Working closely with Burnett, Monnar handled the numerous on-camera performances, attended the final music mixing at the Village Recorder in Los Angeles, and supervised the final dub. The film does not have a score; instead the lead actors — all of whom did their own singing — performed the songs that make up the soundtrack, some of which were pre-recorded (or embellished in post-production), but many of which were recorded live on the set.
“The lead actor, Oscar Isaac, is brilliant; a lot of his vocals are production vocals,” Monnar enthuses. “He can sing, he can play and he can act. I don’t know if he can dance. But he can do all of those things extremely well.” While Monnar is not a folk music aficionado, she has an abiding appreciation for the world the Coens were evoking. The soundtrack is comprised of traditional songs, including “Hang Me, Oh Hang Me,” “Fare Thee Well” and “The Death of Queen Jane,” along with several original compositions. “I was not alive at that time, but obviously I’m a music person, I lived in New York, and I understand the Village and some of the history,” she continues. “It really was an amazing project to be a part of.”
Because Monnar began working on Inside Llewyn Davis late in post-production, the Coens had determined what the film cut was, and there were relatively few opportunities for her to manipulate how songs were edited.
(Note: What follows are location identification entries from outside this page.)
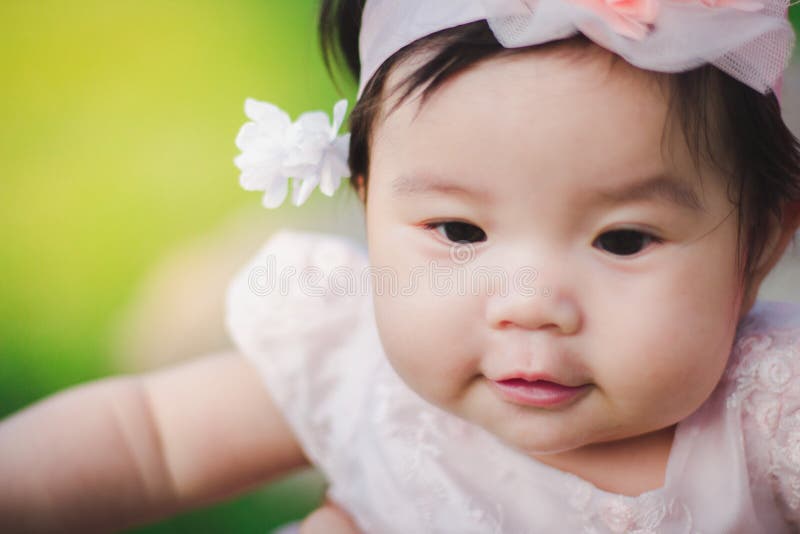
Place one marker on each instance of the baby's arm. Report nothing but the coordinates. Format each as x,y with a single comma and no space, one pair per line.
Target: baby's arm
131,449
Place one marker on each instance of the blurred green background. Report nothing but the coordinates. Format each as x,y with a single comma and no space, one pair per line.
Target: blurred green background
117,123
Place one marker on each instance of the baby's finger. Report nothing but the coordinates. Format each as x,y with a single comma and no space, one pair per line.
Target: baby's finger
328,519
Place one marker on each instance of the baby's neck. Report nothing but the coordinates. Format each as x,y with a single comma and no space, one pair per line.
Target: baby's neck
628,467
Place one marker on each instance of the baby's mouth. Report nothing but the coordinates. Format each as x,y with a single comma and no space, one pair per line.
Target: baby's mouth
540,393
But from what she observed of the duo, “They just get it,” she explains. “They know how to use music. They’re not afraid of their own dialogue. There are times when filmmakers and/or studios tend to use music as a crutch because they either don’t trust their own dialogue or the performance that they got. But these are master filmmakers who know what they’re doing.”
On other films, one of the most challenging tasks that falls to this music editor is to convey why a cut in a selection from a score or from a song might work visually or story-wise — but doesn’t work musically. “Sometimes you’re working with directors or picture editors who are not necessarily the most musical people,” she says. “If you’re going unnaturally from one section to another, they’re not cognizant of that as a musical problem.” She sees it as her duty to respect the intentions of the composer or songwriter as much as possible, while also serving the needs of the film.
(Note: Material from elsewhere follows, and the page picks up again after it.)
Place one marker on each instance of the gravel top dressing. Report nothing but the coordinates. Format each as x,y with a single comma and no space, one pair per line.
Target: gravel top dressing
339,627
It is a good metaphor for Monnar’s journey to music editing — she has come to love working in film, but will never betray her original passion. “I am not interested in doing anything that doesn’t have anything to do with music,” she states. “I never would have gone into sound. I never would have gone into being a re-recording mixer, which actually would’ve been the most natural path. That’s a path that many, many people have taken. If I’m not working in music in some way, I should just go be an investment banker,” she adds. “I should just go do something that I somehow get some stimulation from, but just makes as much money as possible. I have to be working with music, or I just don’t want to do anything.”
Monnar stops to remember one of the highlights of her life as a recording engineer. “I was 23 or 24, and I was doing a session with the Rolling Stones, Don Was and Bob Clearmountain, and it doesn’t get any better than that,” she says, equating the experience with Inside Llewyn Davis. “It is the same with this film. It’s the Coen brothers, it’s T-Bone Burnett, it’s amazing music, it’s Oscar Isaac — who not enough people know, but they’re going to know him after this film.”
Summing up her work on the film, Monnar concludes, “It’s just a tornado of talent that you get to be a teeny-weeny, tiny little part of.”